そんな生活に強く憧れ、生まれ変わったら絶対にそんなことができる人間になりたいと思いますが、私には無理です。というか、そもそもできないし続かない。
たとえ見よう見まねで挑戦してみても、結局くたびれて終わりです。
タケノコのアク抜きに疲れカップ麺をすすり、クリの渋皮をむいて荒れた指先に気持ちが萎え、漬けた梅干しも梅酒も結局消費できません。
大量にゆでたあずきは食べきれずに、もう2年ごしで冷凍庫の奥に眠っています。
もったいないし食べきれないからと、自分が作ったものをよそ様におすそ分けするのも考えものだと思うようになりました。
実際に友達から「いつも煮物を持ってきてくれる知り合いがいるけど、実は食べきれなくて断れずに困っている」と聞いて、ハッとしたのです。
そうです。ひとりが食べる分量なんてたかが知れているのです。
残念ながら、「作った量と実際に食べられる量」「作ってみたい気持ちと実際の食欲」は比例しません。
同じものを延々食べ続けることは食の自由さを奪い、冷凍庫の中の残り物を見てはため息をもらすことになります。
そこでたくさんの後悔を経て、「手仕事は気が向いたときだけ・自分がすぐに食べきれる分だけ」と決めました。
味噌に関しては、よほど気が向いたときだけ手作りしますが、基本「ちょっといい味噌」を色々と買って楽しんでいます。
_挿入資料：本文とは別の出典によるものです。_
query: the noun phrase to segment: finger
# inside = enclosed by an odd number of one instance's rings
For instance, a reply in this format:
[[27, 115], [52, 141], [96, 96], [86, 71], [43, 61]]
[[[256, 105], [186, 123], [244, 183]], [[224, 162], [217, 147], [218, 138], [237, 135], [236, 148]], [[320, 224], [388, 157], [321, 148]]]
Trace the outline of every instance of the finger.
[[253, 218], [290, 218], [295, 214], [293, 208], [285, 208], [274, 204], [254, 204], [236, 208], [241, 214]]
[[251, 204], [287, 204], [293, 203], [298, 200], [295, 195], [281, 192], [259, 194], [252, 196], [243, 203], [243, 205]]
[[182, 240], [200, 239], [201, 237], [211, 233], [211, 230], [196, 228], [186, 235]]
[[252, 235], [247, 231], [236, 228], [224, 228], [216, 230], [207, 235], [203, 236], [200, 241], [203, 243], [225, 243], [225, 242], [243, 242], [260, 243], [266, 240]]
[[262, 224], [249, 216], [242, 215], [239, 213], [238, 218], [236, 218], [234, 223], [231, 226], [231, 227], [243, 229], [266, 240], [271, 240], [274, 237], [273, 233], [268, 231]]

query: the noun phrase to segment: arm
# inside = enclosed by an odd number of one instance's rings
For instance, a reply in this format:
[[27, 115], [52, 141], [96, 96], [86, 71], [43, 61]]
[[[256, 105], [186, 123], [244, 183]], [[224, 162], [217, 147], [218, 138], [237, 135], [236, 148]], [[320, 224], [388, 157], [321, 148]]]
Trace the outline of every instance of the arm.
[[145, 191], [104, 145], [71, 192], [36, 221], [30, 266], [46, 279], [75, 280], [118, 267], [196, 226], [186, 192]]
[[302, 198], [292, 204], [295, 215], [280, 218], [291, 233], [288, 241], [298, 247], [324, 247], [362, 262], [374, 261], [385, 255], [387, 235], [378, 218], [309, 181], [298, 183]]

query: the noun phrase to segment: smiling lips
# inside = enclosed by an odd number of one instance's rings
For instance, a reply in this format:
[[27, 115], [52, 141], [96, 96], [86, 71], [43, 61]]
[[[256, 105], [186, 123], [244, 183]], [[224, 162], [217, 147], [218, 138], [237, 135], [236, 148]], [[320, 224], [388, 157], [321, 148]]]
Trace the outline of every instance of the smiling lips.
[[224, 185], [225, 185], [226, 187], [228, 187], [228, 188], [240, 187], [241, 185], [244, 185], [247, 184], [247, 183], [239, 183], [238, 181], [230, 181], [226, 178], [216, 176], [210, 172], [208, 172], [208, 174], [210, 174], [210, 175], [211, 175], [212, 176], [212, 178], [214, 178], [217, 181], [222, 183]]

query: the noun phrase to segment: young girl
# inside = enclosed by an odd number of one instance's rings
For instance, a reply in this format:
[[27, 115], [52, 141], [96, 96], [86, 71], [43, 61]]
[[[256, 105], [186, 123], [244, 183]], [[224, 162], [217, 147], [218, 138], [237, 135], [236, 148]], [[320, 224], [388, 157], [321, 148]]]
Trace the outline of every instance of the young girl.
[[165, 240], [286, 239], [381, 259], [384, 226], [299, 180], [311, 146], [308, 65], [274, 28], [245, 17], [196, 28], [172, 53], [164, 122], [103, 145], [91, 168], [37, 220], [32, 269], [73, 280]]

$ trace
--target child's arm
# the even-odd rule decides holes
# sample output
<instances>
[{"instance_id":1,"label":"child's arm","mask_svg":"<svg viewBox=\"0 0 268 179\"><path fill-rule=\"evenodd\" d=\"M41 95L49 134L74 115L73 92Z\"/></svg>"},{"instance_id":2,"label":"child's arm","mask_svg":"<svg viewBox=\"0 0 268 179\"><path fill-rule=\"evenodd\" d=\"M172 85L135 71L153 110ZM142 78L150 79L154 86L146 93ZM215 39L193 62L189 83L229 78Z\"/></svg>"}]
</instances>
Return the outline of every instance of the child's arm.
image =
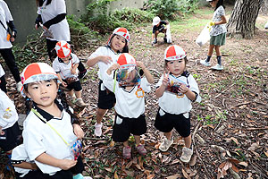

おしゃれ気分にそそのかされて作るジャムも、そもそも基本的に私はパン食ではないので、作った後でほとんど食べないことに気づきます。
限りある時間と衰えていく消化能力を考えたら、食べきれない食材の保存や消費に追われるのは本当にバカげていると気づきました。
作りすぎない、ため込みすぎない。
美味しいものを、食べたいときに、ちょうど良い量だけいただく。それこそが大人世代の最高の贅沢だと思うのです。